Global death toll from coronavirus
7:08 am update: China shares its slide
Chinese stocks fell Thursday before first-quarter GDP data released, analysts say show the economy will suffer from its first quarterly contraction in nearly 30 years as the new coronavirus epidemic paralyzes activity .
At the midday break, the Shanghai composite index was down 0.2% to 2,806.46. The top-notch CSI300 index lost 0.4%.
The CSI300 financial sector sub-index fell 0.3%, the consumer staples sector decreased 0.8% and the health care sub-index fell 0.1%.
Chinese stocks listed in Hong Kong fell 0.6%, while the Hang Seng index was down 0.8% to 23,954.81.
6:18 am update: the oil slump will last longer than the coronavirus
The collapse in world oil prices will last longer than the coronavirus epidemic and could shake the Canadian economy for years to come, said a great prospect for becoming the next Governor of the Bank of Canada.
The Organization of the Petroleum Exporting Countries, as well as Russia and other producing countries – known as OPEC + – agreed over the weekend to cut supply to try to support prices.
It came after oil prices plummeted to an 18-year low in March due to slower demand due to the coronavirus epidemic and increased production following a dispute between l ‘Saudi Arabia and Russia.

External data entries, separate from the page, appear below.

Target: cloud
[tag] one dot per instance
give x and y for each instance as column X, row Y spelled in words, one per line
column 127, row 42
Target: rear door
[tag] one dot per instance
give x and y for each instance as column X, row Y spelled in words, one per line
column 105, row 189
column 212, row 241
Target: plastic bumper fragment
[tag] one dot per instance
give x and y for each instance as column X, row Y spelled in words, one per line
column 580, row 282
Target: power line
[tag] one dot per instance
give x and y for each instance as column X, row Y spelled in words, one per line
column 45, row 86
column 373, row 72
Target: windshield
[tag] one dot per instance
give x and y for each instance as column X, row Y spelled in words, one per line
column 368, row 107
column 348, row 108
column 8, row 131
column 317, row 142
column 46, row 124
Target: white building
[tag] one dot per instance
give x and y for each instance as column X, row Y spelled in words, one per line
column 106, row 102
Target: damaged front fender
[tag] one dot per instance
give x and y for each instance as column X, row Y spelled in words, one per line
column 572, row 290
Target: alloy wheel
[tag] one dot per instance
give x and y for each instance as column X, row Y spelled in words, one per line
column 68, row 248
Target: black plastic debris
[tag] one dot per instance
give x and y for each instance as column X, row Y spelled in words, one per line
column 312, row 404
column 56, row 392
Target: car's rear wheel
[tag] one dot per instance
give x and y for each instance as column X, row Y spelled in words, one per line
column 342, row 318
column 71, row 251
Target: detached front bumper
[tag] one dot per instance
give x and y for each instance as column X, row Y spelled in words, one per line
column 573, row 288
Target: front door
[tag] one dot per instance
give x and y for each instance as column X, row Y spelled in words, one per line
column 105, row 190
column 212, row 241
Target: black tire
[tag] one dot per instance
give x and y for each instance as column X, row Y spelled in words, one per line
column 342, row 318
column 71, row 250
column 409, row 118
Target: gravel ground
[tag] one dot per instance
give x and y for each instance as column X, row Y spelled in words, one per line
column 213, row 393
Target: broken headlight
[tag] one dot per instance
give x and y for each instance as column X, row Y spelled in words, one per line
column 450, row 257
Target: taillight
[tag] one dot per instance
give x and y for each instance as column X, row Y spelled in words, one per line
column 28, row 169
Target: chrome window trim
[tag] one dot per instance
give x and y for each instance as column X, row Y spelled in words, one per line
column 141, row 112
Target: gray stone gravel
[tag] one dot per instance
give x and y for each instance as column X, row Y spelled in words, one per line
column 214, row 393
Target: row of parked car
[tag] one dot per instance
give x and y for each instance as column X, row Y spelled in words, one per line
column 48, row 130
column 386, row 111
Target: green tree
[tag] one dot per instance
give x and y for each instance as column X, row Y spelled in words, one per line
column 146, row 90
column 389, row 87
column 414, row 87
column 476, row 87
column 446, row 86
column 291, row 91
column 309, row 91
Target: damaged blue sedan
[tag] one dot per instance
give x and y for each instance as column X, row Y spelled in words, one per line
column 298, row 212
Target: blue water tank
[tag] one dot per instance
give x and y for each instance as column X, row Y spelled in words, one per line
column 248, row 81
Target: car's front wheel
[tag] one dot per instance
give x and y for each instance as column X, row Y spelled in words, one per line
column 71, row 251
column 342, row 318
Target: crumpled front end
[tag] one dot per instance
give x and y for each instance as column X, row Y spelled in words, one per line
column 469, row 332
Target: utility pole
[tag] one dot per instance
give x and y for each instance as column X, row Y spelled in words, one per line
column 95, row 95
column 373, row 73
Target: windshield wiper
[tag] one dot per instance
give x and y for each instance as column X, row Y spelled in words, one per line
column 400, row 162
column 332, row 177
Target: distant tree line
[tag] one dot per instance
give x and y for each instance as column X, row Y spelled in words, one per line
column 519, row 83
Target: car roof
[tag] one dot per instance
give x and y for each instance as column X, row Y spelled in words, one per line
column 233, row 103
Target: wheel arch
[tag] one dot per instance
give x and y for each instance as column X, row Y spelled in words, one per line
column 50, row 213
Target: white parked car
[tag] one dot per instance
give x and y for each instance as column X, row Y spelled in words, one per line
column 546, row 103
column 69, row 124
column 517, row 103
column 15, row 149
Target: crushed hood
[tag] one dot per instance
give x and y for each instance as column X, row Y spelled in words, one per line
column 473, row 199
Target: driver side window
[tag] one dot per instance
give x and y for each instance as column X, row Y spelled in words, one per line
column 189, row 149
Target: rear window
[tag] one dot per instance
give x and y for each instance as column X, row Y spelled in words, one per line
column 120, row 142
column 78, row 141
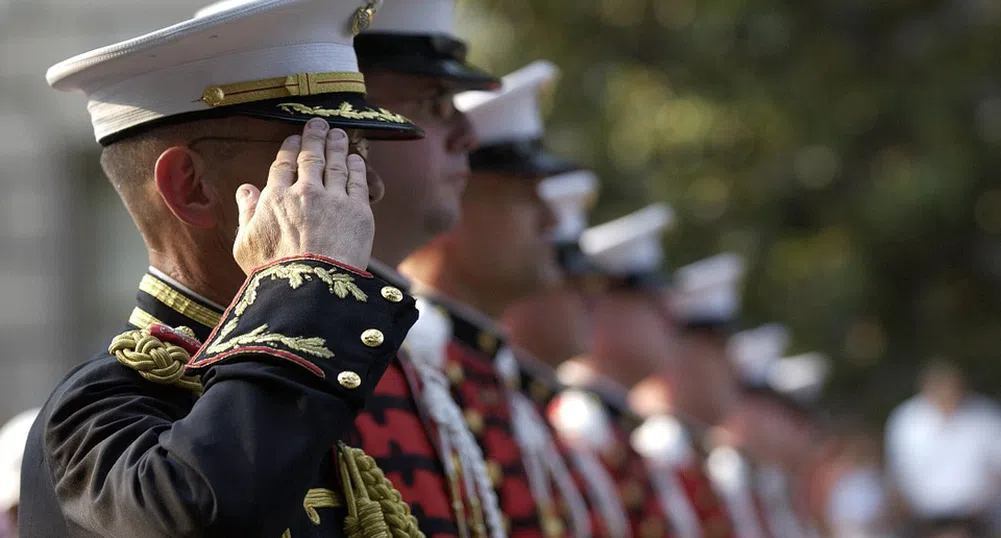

“Even if the oil price war can be resolved, the collapse of global demand following the pandemic suggests that oil prices could be lower for at least a few years,” said Tiff Macklem, former vice -governor of the Central Bank and one of the names touted to be in the running to replace Governor Stephen Poloz, whose seven-year term ends in June.
“This oil price shock could certainly last longer than the virus,” Macklem told Reuters in recent comments.